The current financial climate has turned the market into a buyeR s market where producers are all chasing a smaller pool of customers. Traditionally, the best way to attract a customer in hard times is to drop the cost of your product; so expect to see some fabulous deals on new and used cars in the coming months. I think you may well find dealerships offering some very attractive deals on car loans too. During the last recession, it was not unknown for some dealerships to offer car loans at zero percent APR (annual percentage rate or interest) on new cars.
So if the banks are reluctant to offer you a loan, why not talk to the dealer at your local garage? It could be the time to try that least British of activities; haggling. The dealer wants to sell you a car, but you need a car loan and a sweet deal on your new motor (John).
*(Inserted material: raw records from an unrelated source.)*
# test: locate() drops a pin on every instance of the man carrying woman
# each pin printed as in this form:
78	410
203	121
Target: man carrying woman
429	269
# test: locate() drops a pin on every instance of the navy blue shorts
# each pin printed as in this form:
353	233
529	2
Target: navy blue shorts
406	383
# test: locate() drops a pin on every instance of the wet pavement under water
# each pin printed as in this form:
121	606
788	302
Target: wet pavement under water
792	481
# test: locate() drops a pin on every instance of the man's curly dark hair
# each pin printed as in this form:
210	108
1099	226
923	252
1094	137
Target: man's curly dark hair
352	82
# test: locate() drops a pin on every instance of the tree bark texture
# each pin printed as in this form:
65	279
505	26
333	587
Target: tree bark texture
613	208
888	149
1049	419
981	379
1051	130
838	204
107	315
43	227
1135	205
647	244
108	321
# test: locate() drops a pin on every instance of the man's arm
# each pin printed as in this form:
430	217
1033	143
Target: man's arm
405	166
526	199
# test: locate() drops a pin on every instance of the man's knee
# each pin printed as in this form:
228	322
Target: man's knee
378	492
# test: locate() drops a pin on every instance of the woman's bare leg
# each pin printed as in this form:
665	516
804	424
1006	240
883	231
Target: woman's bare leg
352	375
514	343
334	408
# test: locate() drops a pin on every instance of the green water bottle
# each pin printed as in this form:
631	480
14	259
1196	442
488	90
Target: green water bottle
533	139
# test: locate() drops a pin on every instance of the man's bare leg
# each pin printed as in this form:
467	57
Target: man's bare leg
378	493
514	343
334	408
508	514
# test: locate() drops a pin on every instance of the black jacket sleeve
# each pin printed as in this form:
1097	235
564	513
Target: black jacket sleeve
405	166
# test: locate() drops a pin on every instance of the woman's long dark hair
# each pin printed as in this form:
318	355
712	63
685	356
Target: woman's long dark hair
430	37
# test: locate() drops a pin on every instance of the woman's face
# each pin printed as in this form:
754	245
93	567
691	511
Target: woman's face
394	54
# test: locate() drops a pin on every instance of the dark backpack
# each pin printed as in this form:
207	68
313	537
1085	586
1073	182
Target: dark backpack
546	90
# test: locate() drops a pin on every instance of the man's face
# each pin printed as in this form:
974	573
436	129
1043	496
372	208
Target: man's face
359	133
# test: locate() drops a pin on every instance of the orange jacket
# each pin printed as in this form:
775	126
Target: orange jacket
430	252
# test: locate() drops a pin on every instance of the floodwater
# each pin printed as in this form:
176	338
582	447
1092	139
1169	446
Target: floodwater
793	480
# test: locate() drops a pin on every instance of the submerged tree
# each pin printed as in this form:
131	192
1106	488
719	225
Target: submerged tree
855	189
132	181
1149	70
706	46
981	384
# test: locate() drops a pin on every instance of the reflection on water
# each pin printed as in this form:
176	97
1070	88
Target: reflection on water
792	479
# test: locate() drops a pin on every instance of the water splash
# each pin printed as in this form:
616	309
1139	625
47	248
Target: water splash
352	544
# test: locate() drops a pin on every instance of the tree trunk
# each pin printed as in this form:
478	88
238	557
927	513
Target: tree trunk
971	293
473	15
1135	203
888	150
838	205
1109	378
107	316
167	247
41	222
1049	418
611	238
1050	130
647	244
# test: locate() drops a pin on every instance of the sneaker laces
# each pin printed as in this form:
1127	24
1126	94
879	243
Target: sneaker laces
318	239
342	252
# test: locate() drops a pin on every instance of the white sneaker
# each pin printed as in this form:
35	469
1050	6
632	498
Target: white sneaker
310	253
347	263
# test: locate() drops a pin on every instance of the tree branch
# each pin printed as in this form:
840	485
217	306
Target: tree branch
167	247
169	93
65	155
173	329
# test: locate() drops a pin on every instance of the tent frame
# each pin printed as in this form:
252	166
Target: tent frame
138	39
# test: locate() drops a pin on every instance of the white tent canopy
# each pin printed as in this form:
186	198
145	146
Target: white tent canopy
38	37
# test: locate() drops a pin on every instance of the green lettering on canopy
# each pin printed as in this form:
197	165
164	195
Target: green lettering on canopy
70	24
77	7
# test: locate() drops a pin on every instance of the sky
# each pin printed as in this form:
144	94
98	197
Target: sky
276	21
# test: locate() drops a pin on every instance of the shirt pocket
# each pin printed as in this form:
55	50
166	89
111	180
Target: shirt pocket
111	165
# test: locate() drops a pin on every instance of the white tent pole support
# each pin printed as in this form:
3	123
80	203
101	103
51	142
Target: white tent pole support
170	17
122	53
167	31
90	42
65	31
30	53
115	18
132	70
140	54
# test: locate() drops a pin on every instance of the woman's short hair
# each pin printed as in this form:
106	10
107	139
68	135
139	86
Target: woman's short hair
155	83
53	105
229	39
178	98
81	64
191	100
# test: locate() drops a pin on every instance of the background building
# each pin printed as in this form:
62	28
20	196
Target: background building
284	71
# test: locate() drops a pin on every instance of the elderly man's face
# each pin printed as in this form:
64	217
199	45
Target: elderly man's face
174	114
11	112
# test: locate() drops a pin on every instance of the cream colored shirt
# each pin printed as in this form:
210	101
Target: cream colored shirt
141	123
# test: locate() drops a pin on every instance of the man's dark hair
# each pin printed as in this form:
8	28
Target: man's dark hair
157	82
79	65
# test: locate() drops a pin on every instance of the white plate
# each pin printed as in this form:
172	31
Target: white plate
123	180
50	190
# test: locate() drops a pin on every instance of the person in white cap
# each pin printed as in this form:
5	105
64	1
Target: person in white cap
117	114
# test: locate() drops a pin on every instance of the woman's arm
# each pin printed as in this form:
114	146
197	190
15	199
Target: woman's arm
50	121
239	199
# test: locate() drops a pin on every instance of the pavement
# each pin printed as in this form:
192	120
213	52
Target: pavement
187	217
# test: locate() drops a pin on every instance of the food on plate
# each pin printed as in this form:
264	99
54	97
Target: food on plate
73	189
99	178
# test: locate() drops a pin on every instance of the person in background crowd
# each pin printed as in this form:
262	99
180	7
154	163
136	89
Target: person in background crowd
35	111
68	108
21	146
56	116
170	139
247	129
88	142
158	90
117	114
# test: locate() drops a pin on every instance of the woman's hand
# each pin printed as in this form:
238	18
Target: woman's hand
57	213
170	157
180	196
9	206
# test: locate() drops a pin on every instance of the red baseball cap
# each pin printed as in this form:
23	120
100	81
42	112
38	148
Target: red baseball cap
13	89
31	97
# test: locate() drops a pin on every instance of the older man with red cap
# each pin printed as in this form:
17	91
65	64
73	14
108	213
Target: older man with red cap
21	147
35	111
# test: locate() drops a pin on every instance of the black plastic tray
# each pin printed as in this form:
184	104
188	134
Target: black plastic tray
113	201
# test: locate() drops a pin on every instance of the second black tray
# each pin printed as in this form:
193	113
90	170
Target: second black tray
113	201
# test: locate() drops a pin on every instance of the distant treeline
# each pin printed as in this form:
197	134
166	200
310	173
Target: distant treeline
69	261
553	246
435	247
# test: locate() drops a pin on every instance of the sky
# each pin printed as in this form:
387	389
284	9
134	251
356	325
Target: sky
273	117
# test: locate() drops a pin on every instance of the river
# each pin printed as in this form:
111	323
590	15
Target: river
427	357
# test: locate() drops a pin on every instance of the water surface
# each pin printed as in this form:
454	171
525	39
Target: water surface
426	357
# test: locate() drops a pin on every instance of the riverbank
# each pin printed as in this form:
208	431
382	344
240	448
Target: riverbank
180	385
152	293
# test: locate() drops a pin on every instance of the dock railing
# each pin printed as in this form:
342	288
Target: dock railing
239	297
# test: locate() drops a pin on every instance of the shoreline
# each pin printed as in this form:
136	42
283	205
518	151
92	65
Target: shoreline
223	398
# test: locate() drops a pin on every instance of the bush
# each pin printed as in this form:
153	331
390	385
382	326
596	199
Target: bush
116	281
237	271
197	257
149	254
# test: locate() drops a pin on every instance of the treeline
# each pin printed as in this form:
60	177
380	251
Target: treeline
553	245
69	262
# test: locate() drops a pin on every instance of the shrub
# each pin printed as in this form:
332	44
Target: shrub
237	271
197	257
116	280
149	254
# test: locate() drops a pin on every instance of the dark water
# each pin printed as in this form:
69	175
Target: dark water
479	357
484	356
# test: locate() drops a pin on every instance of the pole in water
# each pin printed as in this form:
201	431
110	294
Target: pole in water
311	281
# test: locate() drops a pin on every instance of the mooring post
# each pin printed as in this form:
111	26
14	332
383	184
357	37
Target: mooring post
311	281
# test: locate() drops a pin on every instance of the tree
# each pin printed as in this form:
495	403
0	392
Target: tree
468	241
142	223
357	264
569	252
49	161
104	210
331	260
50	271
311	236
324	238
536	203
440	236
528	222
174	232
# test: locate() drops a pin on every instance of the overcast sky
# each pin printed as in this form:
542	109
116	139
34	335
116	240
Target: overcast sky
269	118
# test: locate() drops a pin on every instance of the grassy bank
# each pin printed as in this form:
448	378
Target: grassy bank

Don t forget that you need to look at the total price of the deal: cost of the car itself and the cost of your car loan (i.e. the APR on the loan times the number of years that the car loan is being taken out for). Now could be the perfect time to shop around for the car of your dreams. In a buyeR s market, you should take your time and perhaps consider a range of cars from different manufacturers, or even different affiliates of the same manufacturer that are available within your region.
Another factor that you ll want to consider is the resale value of your old car which you need to factor into the deal as well. Of course, if you can get a zero percent APR deal and talk the garage into a good price on the new car, you may be able to get a really good bargain but remember not to spend more than you can afford and calculate your monthly expenditure.